"I love a good stew in the winter and often have the makings for a great one on hand: red wine, carrots, onions, garlic, celery, and canned tomatoes." --Kate Kunstel, Bronx, New York
2 tablespoons all-purpose flour
1/2 teaspoon kosher salt
1/4 teaspoon freshly ground black pepper
2 pounds boneless chuck roast, trimmed and cut into 1-inch cubes
2 tablespoons olive oil
1 cup chopped onion
1/2 cup chopped celery
2 teaspoons minced garlic
1 1/2 cups dry red wine
1 cup fat-free, less-sodium beef broth
1 (14.5-ounce) can diced tomatoes with basil, garlic, and oregano
2 oregano sprigs
2 rosemary sprigs
1 bay leaf
1 cup chopped carrot
How to Make It
Sprinkle flour, salt, and pepper over beef. Heat oil in a large Dutch oven over medium-high heat. Add beef mixture to pan; cook 5 minutes, browning on all sides. Remove beef from pan with a slotted spoon; keep warm. Add onion and celery to pan; sauté 5 minutes or until tender. Add garlic; sauté 1 minute. Add beef, wine, and the next 5 ingredients (through bay leaf) to pan; bring to a boil. Cover, reduce heat, and simmer for 45 minutes or until beef is just tender. Add carrot to pan; cover and cook for 30 minutes. Discard the rosemary and oregano sprigs and bay leaf.
I took the other readers advice and used 2 cups beef broth and only a 1/2 c red wine and it turned out great! I didn't have any rosemary on hand so I added some Thyme and Marjoram which worked.
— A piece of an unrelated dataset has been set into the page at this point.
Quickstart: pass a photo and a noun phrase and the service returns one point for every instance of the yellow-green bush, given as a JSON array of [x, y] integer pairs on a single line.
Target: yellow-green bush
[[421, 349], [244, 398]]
I thought this recipe was pretty meaty so next time I am going to use less meat or increase the other ingredients. I simmered mine for 20 minutes instead of 45 and it worked great, I kept tasting the meat to see if it was getting tender. My boyfriend loved it, definitely going to make it again!
This is a staple in our house. I've served it to guests several times with great reviews. The absence of potatoes is one of the things that we like about it since we limit our carbs at dinner. I skip the rosemary. I've tried it without the wine, but prefer it with (I use 1 can beef broth plus about 1/2 cup of wine; no water).